Their investigation of these attacks has made it more dangerous for underground groups to operate. Many dark web forums have outlawed discussions of ransomware and the marketing of the software to try to avoid the attention of such three letter agencies.

Security on the fly

Personally identifiable information (PII) is not the only valuable data under threat. Recently, security researcher Bob Diachenko stumbled across an unprotected server on the clear web, which seems to have contained the US no-fly list of suspected and confirmed terrorists and other undesirables.

A database of 1.9 million records included names, country citizenship, gender, date of birth, passport details and no-fly status. He found the list on an Elasticsearch cluster, which was indexed by search engines Censys and ZoomEye. This could mean that Bob was not the first, or indeed the only person to run across the list.

Evidence that this could be the actual ‘no-fly’ list used by the US government is that another field in the database was ‘TSC_ID’. TSC (or the Terrorist Screening Center) is responsible for maintaining the list. Bob alerted the Department of Homeland Security (DHS) immediately but the server was only taken down after three weeks (on 9 August 2021).

1,000,000 free samples

In truth, the availability of PII is such that dark web marketplaces even provide free samples to draw customers in. Recently, AllWorld.Cards (a site specialising in stolen credit card data) offered one million sets of card data for free, to entice new users to their site.

While the data was stolen between 2018 and 2019, it is likely that a significant number of the cards will still be exploitable. Since the data trove includes credit-card number, expiration date, CVV, name, country, state, city, address, ZIP code, email and phone number, even if the card itself may have expired, the data would still have value.

Morse code to crypto heist

Such is the technical scramble by crime groups to evade detection that Microsoft reports detecting the use of Morse Code by some malware to obfuscate malicious code. Even when a cyber crime succeeds, perhaps beyond the perpetrator’s wildest dreams, things don’t always end as you might expect. It appears that an as yet unknown individual managed to get away with over $600 million worth of cryptocurrency from the Chinese decentralised financial (DeFi) network, or cryptocurrency exchange Poly Network.

Since the successful heist, the thief has returned around $260 million: $256 million Binance Smart Chain (BSC) tokens, $3.3 million in Ethereum tokens and $1 million in USD Coin (USDC) on the Polygon network. While the hacker is claiming noble reasons for the currency’s relocation, their motives are being questioned. This is because blockchain security firm Slowmist claims that it traced the attacker's email address, IP address and device fingerprint.

Whichever way this plays out, it must be worrying that someone, perhaps not terribly skilled in cyber crime (or at least remaining anonymous while doing it) has managed to make off with so much currency.

Security is (slowly) getting better

The good news from 2021 is that companies terrified of ransomware are finally motivated to streamline and improve both their security stance and operational readiness for disasters.
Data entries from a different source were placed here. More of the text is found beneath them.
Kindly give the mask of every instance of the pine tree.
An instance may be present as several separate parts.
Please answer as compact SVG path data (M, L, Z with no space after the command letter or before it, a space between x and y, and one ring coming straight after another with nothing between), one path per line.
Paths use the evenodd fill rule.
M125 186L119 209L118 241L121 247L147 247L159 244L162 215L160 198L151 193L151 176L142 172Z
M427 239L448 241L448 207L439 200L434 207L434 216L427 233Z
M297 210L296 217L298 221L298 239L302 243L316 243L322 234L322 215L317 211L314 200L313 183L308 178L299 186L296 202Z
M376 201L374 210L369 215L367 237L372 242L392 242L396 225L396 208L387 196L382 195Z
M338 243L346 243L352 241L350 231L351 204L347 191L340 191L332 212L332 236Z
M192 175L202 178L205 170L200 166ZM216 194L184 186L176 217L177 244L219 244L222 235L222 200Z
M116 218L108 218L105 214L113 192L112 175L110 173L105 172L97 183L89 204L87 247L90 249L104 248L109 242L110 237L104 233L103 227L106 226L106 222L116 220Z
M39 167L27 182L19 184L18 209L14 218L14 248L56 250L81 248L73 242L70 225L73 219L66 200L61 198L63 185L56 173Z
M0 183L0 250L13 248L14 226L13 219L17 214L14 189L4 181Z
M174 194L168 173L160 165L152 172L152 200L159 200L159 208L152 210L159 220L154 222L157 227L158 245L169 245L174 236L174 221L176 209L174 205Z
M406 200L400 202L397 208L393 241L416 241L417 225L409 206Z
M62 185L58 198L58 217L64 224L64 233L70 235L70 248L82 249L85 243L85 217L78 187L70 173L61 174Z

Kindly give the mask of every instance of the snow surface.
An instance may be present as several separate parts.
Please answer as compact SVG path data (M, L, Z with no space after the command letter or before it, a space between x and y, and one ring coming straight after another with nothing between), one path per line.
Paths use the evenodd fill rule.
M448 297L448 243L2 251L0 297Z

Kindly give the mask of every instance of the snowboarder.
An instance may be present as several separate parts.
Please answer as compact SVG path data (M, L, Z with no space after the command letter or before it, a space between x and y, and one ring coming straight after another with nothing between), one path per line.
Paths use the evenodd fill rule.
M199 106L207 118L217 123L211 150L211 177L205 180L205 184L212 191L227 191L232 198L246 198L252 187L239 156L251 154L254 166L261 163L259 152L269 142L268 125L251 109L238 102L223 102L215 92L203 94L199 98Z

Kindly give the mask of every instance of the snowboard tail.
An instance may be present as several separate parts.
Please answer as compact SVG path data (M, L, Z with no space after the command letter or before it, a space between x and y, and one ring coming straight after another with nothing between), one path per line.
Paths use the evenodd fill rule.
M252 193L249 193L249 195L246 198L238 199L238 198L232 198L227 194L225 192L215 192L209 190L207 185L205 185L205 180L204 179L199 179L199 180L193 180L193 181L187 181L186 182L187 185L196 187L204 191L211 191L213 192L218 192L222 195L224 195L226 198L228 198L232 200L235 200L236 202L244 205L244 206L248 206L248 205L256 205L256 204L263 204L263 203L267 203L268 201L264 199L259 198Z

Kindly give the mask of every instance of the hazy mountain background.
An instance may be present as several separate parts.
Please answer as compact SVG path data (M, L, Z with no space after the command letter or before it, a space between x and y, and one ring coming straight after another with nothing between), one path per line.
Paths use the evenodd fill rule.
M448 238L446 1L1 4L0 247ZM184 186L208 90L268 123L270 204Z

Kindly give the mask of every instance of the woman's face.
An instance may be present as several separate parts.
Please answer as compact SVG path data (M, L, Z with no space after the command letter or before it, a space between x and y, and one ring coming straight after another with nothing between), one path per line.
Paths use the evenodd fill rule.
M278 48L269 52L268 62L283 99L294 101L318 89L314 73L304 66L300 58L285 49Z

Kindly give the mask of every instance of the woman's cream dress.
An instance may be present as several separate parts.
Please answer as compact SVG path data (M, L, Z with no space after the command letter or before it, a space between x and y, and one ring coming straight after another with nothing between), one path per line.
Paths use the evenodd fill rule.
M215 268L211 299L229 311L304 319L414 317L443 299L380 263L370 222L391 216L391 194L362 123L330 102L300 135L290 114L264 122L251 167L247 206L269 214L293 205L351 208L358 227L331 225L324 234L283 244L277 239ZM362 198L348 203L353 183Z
The bad news is that sophisticated and increasingly subtle crime groups are still finding it straightforward to penetrate large corporations and hold them to ransom with a reasonable likelihood of being paid.

Lone hackers seem still capable of perpetrating high profile and lucrative intrusions, while government agencies still struggle to protect CNI in all its forms. Let us all take heart from the slowly improving global health situation while remaining very much aware that cyberspace is still an extremely infectious and polluted environment.